Published in final edited form as: Cell. 2008 Dec 12;135(6):1098–1107. doi: 10.1016/j.cell.2008.10.021

Figure 1. Net transport of lipid droplets requires Kinesin-1.

Figure 1

(A) Lipid-droplet distribution in wild-type embryos, as revealed by transparency of the embryo periphery in transmitted light. During Phases I (top) and III (bottom), the periphery is opaque because lipid droplets are present throughout. In Phase II (middle), droplets move inward and as a result the periphery is transparent (“clearing”).

(B) Khc levels in embryos of various genotypes. Top: full description of genotypes; bottom: summary how many copies of the endogenous Khc gene (#EG) and the Khc transgene P{Khc+} (#TG) are present. Proteins were extracted from embryos laid by mothers of the indicated genotypes, and Khc was detected by Western analysis. Coomassie Blue staining of membranes demonstrated equal protein loading across lanes (not shown).
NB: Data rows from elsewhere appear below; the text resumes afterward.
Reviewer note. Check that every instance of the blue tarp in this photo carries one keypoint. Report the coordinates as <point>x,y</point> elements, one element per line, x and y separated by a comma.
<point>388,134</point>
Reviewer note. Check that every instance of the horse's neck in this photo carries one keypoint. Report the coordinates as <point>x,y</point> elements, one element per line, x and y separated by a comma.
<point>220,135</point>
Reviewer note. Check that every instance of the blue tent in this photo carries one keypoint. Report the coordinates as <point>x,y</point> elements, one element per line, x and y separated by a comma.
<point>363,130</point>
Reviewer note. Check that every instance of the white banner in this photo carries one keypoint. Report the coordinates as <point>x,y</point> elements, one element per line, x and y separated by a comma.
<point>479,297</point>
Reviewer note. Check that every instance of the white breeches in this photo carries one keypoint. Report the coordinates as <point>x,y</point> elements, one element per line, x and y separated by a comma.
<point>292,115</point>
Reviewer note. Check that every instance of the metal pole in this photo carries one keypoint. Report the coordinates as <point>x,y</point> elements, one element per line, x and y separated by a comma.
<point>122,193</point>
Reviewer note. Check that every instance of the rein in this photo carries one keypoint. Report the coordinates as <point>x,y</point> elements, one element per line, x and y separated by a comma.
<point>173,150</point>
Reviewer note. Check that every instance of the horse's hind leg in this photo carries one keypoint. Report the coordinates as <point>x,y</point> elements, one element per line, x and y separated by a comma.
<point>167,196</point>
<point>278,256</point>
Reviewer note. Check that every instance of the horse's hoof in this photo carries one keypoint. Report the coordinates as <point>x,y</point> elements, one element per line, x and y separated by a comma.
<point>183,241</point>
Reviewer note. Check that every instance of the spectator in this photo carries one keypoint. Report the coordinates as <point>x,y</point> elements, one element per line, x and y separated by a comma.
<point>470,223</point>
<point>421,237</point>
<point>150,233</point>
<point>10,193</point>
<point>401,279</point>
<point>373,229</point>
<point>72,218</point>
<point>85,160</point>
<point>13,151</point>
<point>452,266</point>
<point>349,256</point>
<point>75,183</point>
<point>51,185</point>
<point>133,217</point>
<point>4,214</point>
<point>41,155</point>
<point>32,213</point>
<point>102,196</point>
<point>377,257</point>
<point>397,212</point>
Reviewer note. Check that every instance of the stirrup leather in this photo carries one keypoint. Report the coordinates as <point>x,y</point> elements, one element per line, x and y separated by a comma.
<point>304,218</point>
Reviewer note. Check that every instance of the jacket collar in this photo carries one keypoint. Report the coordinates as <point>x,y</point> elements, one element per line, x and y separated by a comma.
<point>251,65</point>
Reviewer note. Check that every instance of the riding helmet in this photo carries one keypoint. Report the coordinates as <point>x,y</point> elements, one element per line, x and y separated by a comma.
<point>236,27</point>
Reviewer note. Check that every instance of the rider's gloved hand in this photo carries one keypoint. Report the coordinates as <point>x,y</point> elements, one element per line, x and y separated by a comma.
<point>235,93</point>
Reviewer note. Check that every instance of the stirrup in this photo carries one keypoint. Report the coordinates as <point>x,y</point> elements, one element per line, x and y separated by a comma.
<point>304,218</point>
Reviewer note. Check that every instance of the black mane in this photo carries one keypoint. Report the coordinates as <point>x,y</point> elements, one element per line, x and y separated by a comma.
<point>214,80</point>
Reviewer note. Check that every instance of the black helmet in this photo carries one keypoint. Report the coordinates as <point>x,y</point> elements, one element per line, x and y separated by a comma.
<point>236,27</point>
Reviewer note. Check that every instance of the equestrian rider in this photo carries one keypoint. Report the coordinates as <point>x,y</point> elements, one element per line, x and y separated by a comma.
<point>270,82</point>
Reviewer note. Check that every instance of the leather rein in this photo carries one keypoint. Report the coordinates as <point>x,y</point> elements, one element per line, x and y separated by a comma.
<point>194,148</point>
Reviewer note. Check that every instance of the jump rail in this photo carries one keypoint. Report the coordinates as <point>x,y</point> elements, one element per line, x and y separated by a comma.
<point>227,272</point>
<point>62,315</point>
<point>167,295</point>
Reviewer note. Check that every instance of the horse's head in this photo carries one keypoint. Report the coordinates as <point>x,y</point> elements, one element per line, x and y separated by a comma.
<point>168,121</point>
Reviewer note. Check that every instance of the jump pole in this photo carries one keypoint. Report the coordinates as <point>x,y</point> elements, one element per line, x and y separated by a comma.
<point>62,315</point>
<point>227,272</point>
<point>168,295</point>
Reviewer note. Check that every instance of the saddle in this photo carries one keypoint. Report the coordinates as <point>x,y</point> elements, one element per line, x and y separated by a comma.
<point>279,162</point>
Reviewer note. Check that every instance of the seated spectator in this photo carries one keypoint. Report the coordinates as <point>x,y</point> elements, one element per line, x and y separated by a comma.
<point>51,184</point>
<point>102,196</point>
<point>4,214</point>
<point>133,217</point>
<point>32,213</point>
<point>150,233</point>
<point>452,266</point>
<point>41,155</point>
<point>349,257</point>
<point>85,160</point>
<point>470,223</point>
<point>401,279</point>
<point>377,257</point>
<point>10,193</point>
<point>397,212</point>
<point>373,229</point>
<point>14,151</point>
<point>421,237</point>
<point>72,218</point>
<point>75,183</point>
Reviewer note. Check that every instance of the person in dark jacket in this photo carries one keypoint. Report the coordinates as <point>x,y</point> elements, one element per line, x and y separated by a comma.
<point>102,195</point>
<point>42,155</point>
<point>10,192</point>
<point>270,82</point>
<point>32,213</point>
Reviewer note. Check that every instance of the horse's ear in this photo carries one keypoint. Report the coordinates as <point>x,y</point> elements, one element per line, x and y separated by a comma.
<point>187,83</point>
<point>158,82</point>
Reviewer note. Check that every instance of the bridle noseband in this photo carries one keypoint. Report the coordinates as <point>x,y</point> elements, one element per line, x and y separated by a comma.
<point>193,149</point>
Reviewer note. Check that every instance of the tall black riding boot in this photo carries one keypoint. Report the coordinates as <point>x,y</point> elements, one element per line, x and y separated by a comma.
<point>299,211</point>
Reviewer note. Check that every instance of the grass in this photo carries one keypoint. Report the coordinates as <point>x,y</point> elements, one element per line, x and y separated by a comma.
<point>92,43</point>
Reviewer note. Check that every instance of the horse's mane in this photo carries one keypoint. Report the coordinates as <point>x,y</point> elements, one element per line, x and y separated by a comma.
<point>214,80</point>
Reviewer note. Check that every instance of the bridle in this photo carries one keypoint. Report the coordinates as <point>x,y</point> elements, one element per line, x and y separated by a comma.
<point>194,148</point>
(C) Kinesin-1 function is required for clearing of the embryonic periphery in Phase II. When embryos either completely lack one of the Kinesin-1 subunits (Khc27 GLC and Klc8ex94 GLC) or contain only mutant Kinesin (Khc23 GLC and Khc17 GLC), they fail to undergo clearing during Phase II. Expression of wild-type Khc (from the P{Khc+} transgene) restores clearing in the absence of endogenous Khc (Khc27 GLCs) or when all endogenous Khc is mutant (embryos from mothers homozygous for Khc23, rescued to viability by P{Khc+}).
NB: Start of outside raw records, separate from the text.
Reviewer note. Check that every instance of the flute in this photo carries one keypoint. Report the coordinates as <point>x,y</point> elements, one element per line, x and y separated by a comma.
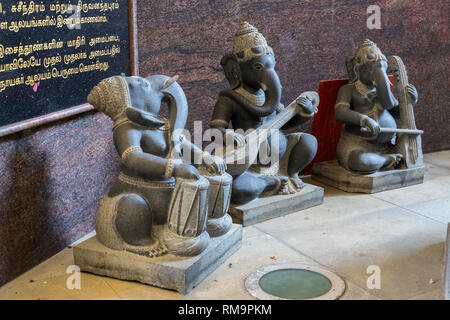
<point>394,130</point>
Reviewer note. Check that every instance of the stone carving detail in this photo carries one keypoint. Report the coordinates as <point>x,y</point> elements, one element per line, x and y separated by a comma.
<point>371,140</point>
<point>253,102</point>
<point>159,204</point>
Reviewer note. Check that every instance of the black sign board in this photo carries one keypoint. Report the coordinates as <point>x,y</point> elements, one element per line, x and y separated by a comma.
<point>52,53</point>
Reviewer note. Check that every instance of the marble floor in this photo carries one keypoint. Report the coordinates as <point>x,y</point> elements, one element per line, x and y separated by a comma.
<point>401,231</point>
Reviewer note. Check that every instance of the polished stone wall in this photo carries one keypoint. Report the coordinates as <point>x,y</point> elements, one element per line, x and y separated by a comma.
<point>311,39</point>
<point>52,177</point>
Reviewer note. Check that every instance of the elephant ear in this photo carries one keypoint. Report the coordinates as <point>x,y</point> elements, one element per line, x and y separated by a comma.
<point>143,118</point>
<point>351,69</point>
<point>232,70</point>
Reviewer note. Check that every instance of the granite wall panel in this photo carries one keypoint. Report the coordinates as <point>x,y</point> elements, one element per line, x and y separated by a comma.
<point>52,177</point>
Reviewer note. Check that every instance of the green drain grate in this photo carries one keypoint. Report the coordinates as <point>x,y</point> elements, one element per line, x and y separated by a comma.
<point>295,281</point>
<point>295,284</point>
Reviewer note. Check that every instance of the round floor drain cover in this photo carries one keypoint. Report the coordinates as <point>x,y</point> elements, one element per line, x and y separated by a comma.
<point>295,281</point>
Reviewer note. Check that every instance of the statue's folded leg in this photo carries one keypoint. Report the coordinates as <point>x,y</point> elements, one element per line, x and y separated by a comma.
<point>248,187</point>
<point>369,162</point>
<point>302,148</point>
<point>124,222</point>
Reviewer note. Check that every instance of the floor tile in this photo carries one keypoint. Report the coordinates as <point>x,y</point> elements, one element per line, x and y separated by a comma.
<point>441,158</point>
<point>408,248</point>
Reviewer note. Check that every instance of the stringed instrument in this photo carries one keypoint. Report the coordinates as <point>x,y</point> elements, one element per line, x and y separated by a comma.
<point>409,142</point>
<point>239,159</point>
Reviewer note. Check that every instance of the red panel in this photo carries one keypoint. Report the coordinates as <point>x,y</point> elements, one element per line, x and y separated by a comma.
<point>325,128</point>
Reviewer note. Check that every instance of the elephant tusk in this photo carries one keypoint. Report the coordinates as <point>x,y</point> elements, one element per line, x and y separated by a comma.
<point>169,82</point>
(D) Kinesin-1 function is required for net inward transport of lipid droplets in Phase II. Embryos of various genotypes were stained for DNA (blue) and the droplet-marker Klar (green). In the wild type, Klar accumulates basally, away from the peripheral nuclei (blue) in Phase II, due to net plus-end droplet transport. When Kinesin-1 is impaired (Khc17 GLC), Klar is uniformly distributed in the peripheral cytoplasm below the nuclei. When either of the Kinesin-1 subunits is entirely absent (Khc27 or Klc8ex94 GLC), Klar is present not only throughout the peripheral cytoplasm, but also apical to nuclei and deep within the central yolk (where microtubules are not present). This severe mislocalization suggests that droplets are no longer attached to microtubules and diffuse throughout the embryo.

(E) Droplet association of Klar does not require Kinesin-1. When embryos are centrifuged, the low-density lipid droplets accumulate in a distinct top layer, just above the nuclei (blue). Klar (green) is highly enriched in the droplet layer of both wild-type and Khc27 GLC embryos.